I just want to know how to configure my PC with No-IP to access from other places with remote desktop.
I instaled my computer with no-ip with the dns "jfxhome.no-ip.org" but i´m not getting succedeed to access my computer. I have a conceptronic wireless router.
Do i have to configure the router to get access or anything else??

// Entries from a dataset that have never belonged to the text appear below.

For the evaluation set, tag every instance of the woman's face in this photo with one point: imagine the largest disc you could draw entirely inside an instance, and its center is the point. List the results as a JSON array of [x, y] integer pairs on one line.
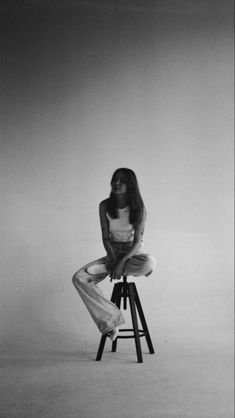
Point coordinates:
[[118, 183]]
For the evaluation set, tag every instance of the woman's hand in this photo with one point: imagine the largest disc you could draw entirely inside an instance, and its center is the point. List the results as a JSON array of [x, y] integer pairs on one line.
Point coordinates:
[[117, 271]]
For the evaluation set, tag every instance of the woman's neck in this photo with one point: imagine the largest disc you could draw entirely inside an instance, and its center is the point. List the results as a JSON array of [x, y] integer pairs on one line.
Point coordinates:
[[121, 201]]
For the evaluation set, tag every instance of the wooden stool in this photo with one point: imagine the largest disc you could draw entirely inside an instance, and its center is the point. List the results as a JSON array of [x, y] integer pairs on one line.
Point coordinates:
[[123, 291]]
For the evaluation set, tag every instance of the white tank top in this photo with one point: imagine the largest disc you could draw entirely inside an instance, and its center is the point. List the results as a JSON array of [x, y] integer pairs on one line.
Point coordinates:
[[120, 229]]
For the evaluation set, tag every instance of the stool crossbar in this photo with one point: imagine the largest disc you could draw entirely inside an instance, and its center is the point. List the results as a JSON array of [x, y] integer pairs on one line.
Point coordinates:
[[123, 291]]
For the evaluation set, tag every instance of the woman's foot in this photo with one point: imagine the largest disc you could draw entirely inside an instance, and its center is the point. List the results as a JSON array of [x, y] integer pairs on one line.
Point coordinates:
[[113, 334]]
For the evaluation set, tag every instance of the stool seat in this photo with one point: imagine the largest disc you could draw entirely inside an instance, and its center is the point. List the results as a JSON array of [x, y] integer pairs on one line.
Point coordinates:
[[122, 292]]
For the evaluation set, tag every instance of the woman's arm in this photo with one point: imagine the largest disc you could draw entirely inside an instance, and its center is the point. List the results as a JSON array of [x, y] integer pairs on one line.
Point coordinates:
[[139, 232], [105, 230]]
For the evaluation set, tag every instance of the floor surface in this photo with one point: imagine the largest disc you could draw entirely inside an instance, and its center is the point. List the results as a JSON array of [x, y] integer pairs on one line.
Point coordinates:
[[185, 378]]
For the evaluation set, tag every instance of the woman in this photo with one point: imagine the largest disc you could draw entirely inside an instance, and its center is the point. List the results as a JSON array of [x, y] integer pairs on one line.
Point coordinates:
[[122, 219]]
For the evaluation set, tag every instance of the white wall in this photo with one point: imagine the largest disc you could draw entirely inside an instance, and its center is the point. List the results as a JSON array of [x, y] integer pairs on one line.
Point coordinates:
[[84, 95]]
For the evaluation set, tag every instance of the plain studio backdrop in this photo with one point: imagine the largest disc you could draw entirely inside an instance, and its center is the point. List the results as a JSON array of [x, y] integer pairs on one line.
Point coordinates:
[[86, 89]]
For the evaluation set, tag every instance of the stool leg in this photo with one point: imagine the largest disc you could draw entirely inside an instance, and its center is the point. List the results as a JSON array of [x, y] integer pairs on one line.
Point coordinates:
[[118, 303], [103, 338], [143, 321], [135, 323]]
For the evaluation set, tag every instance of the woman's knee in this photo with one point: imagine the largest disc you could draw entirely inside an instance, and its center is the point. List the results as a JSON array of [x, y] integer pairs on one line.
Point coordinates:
[[77, 278]]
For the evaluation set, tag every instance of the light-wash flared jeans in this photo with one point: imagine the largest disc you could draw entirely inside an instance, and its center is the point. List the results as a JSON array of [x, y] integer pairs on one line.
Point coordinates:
[[105, 314]]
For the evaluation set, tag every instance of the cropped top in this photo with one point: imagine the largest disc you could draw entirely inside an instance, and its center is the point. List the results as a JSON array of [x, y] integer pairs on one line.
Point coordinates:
[[120, 229]]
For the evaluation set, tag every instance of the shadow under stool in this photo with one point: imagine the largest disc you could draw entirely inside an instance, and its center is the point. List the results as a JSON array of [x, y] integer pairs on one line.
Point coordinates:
[[121, 292]]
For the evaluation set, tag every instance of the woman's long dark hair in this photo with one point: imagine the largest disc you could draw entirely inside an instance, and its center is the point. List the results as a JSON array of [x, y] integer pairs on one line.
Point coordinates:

I hope you understood my question. 
Thanx


----------



## johnwill (Sep 26, 2002)

If you use a router to connect to the Internet, you probably need to configure it to allow the Remote Desktop connection to your computer. For more information on routers and firewalls, see my Internet Firewalls column. You need to forward two ports to your Windows XP Professional-based computer: TCP port 3389, which Remote Desktop requires, and the port you specified in the TCP Port field in Internet Information Services (or TCP port 80 if you did not change the default).


----------



## jason_fx (Aug 24, 2005)

Ok i made it! I had to configure a virtual server in my modem configuration.To permit the port 3389 (Remote desktop) to be opened. Now i can access without problems.


----------



## johnwill (Sep 26, 2002)

Great, I guess this one is solved. :smile:


----------



## wd786 (Feb 13, 2008)

HI,

Thanks Jhon really its working. thanks again for this kind of help.

waheed


----------